# Team Franganistan tackle Port Phillip pinkies again 10/09/06



## ScottLovig (Aug 7, 2006)

Tackled the Mt Eliza snob pinkies again and had another great session with plenty returned to meet up with Poddy another day and some kept for dinner.

The Berkley minnows are still on fire and the sandworms produced some bigger fish this time too. I know everyone that uses them cuts them in half but I've found larger pinkies move on them quicker if they are whole. I just leave the rod in the holder and let them take their time untill the bait is swallowed and the drag on my reel is screaming.

There is still lots of bait in the water and plenty of gannets eating them. As soon as the clouds of whitebait show up the fish go off the bite. The wind has now clocked North so we're going back to sleeping in again for a while.

Cheers

Scott


----------



## Peril (Sep 5, 2005)

Another fine effort Scott.
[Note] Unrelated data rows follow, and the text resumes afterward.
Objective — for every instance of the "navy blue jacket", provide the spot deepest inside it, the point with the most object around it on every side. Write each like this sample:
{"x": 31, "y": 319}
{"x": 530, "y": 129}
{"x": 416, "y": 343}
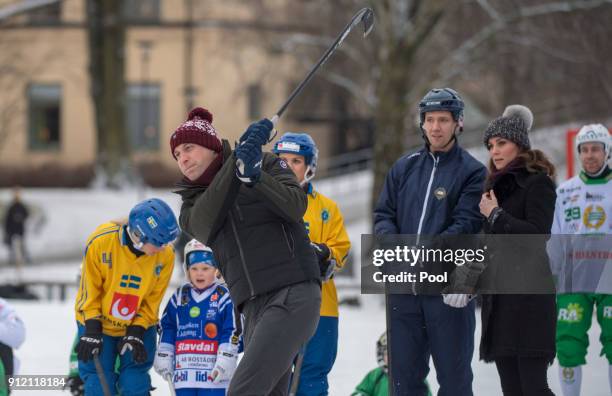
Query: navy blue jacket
{"x": 432, "y": 193}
How did the BIL go?


----------



## ScottLovig (Aug 7, 2006)

Thanks Peril

Sorry, I'm a little slow. BIL???


----------



## Peril (Sep 5, 2005)

Brother In Law


----------



## ScottLovig (Aug 7, 2006)

Chris is going fine. His first yak fish was Saturday am and he's pulling pinkies too. He's getting the hang of twitching the SPs just the right way, all we need do is update his gear a little.

Cheers

Scott


----------



## PoddyMullet (Aug 29, 2005)

Another fine Frankstonian effort Scott  Those Mt Eliza snob pinkies are apparently a difficult fish to HB catch, but more than out taste those rubbery Ricketts Point ones tenfold from what I've heard :wink: How are ya cookin em up:?: A southern PPB Mango tour is on the cards I thinking....:idea:


----------



## PoddyMullet (Aug 29, 2005)

Oh yeah, nice thumbs up from Chris


----------



## Dodge (Oct 12, 2005)

A nice result Scott, is Chris' yak an Outback?, and conditions looked ideal going by the pics.
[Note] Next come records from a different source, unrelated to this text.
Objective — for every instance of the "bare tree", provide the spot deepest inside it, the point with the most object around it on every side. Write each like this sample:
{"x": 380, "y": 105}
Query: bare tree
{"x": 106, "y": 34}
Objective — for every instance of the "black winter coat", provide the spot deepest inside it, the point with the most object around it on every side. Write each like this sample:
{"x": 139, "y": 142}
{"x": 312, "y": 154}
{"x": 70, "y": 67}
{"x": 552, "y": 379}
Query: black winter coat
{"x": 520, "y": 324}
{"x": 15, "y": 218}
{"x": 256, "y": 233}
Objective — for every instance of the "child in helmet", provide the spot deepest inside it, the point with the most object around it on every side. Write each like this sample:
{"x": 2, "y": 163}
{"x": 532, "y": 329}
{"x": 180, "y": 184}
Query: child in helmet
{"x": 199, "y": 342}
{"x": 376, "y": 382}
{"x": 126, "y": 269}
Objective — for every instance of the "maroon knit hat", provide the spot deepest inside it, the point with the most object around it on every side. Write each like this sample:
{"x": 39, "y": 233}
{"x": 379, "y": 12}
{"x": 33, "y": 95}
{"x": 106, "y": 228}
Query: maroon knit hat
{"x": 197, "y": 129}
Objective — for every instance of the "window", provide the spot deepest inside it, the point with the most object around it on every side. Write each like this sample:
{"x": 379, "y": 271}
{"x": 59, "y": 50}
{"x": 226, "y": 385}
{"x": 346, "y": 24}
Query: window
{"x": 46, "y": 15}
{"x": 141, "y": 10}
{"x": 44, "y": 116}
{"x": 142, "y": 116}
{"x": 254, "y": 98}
Also notice you use the Dunlop thong and that is probably a major contributor in performance on the water :lol:

Check PMs


----------



## ScottLovig (Aug 7, 2006)

Poddy, I just crumb the fillets and pan fry. My team isnt very adventurous but its hard to beat em cooked like that anyway. I'm keen to catch up with you Northern Mangos. Stay posted.
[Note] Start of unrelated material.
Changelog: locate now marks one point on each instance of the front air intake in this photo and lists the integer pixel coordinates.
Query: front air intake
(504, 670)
Richo, you cant beat a double plugger for beach and urban performance. You can pad your roof racks with them in an emergency and also silence a keeper with a quick sideways strike.

Cheers

Scott


----------



## ScottLovig (Aug 7, 2006)

Hi Gatesy

I cast the SPs out in front of the bow as far as possible and let the drift of the yak pull em round in an arc. If the jig weight is just right and the weed light then they just bounce over the rubble on their own and rarely snag if you park the rod.

If the rod is in my hands then I just bounce the SP up and let it go back down untill the drift of the yak tightens up on it again. I only retrieve it to check for weed or send it out in another arc. We are only fishing in 4m and I prefer not to drift over the reef where my SP will be in a couple more minutes.

Cheers

Scott


----------



## PhilipL (Apr 15, 2006)

Nice one again Scott


----------



## YakAtak (Mar 13, 2006)

Nice catch of Snaps there mate.


----------



## PoddyMullet (Aug 29, 2005)

Putting paid to pinkies with Dunlop thongs....you'd not be a bloke to cheat on at cards if ya was ever wearing Volley's to the table


----------



## knot-too-fast (May 21, 2006)

Hey Scott,
Well done on the catch.
Just wondering how you put a whole Berkley sandworm on the hook?
Do you thread it through several times or just once and leave a long tail at the end??


----------



## ScottLovig (Aug 7, 2006)

Hi John

Just once and leave a log dangly enticing tail. When I used to pump sandworms as a kid they would often curl up like a corkscrew on the bottom and roll along in the current. I'm looking for the same action.

Cheers

Scott


----------



## woody (Aug 15, 2006)

Scott - Noel told me you were starting to get some success - well done. Hopefully I'll get too in the near future.


----------



## ScottLovig (Aug 7, 2006)

David

I'll be at the car park below Toorak Girls Sat 5:30am. Join in. You've got my mobile, or its on the Hobie website.

Cheers

Scott


----------